To solve the problem, we will follow these steps: ### Step 1: Calculate the Molecular Weight of the Mixture The vapor density (VD) of the mixture is given as 38.3. The molecular weight (MW) can be calculated using the formula: \[ \text{Molecular Weight} = \text{Vapor Density} \times 2 \] Substituting the value: \[ \text{Molecular Weight} = 38.3 \times 2 = 76.6 \, \text{g/mol} \] ### Step 2: Calculate the Total Moles of the Mixture We have 100 grams of the mixture. The number of moles (n) of the mixture can be calculated using the formula: \[ n = \frac{\text{mass}}{\text{molecular weight}} \] Substituting the values: \[ n = \frac{100 \, \text{g}}{76.6 \, \text{g/mol}} \approx 1.30 \, \text{moles} \] ### Step 3: Set Up the Mass Relationships Let the mass of \(NO_2\) be \(x\) grams.
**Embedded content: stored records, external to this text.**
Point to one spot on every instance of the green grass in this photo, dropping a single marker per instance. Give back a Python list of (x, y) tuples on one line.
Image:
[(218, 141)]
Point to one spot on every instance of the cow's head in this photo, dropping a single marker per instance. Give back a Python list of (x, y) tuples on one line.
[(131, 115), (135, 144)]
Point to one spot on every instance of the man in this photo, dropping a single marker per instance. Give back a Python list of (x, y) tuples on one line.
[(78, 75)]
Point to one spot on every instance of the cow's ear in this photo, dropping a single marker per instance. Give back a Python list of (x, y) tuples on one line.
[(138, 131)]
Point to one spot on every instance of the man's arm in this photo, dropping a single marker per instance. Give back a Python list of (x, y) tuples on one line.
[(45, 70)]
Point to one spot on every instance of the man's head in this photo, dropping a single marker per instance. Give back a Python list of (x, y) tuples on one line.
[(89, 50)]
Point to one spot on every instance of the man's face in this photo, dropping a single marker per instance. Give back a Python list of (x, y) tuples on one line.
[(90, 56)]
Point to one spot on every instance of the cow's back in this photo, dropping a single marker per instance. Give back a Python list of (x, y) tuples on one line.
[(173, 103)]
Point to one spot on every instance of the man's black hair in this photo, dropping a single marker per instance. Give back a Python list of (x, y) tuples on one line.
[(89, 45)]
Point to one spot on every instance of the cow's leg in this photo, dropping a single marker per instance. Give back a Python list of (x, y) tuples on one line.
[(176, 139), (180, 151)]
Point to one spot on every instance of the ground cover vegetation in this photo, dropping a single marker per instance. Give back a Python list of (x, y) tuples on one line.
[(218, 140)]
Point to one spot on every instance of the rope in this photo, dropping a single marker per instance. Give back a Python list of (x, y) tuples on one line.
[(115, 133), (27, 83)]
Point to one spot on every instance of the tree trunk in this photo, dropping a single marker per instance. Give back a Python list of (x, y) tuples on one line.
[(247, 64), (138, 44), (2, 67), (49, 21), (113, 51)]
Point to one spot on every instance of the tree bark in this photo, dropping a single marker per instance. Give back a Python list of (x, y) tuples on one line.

Then the mass of \(N_2O_4\) will be \(100 - x\) grams. The molecular weights are: - \(NO_2\): 46 g/mol - \(N_2O_4\): 92 g/mol (since \(N_2O_4\) consists of two \(NO_2\) units) ### Step 4: Write the Equation for Total Moles The total moles of the mixture can be expressed as: \[ \frac{x}{46} + \frac{100 - x}{92} = 1.30 \] ### Step 5: Solve the Equation To solve the equation, we will first find a common denominator: \[ \frac{x}{46} + \frac{100 - x}{92} = 1.30 \] The common denominator is \(92\): \[ \frac{2x}{92} + \frac{100 - x}{92} = 1.30 \] Combining the terms: \[ \frac{2x + 100 - x}{92} = 1.30 \] This simplifies to: \[ \frac{x + 100}{92} = 1.30 \] Multiplying both sides by 92: \[ x + 100 = 119.6 \] Now, solving for \(x\): \[ x = 119.6 - 100 = 19.6 \, \text{grams} \] ### Step 6: Calculate the Moles of \(NO_2\) Now, we can find the number of moles of \(NO_2\): \[ \text{Moles of } NO_2 = \frac{x}{46} = \frac{19.6}{46} \approx 0.426 \, \text{moles} \] ### Final Answer The number of moles of \(NO_2\) in 100 g of the mixture is approximately **0.426 moles**.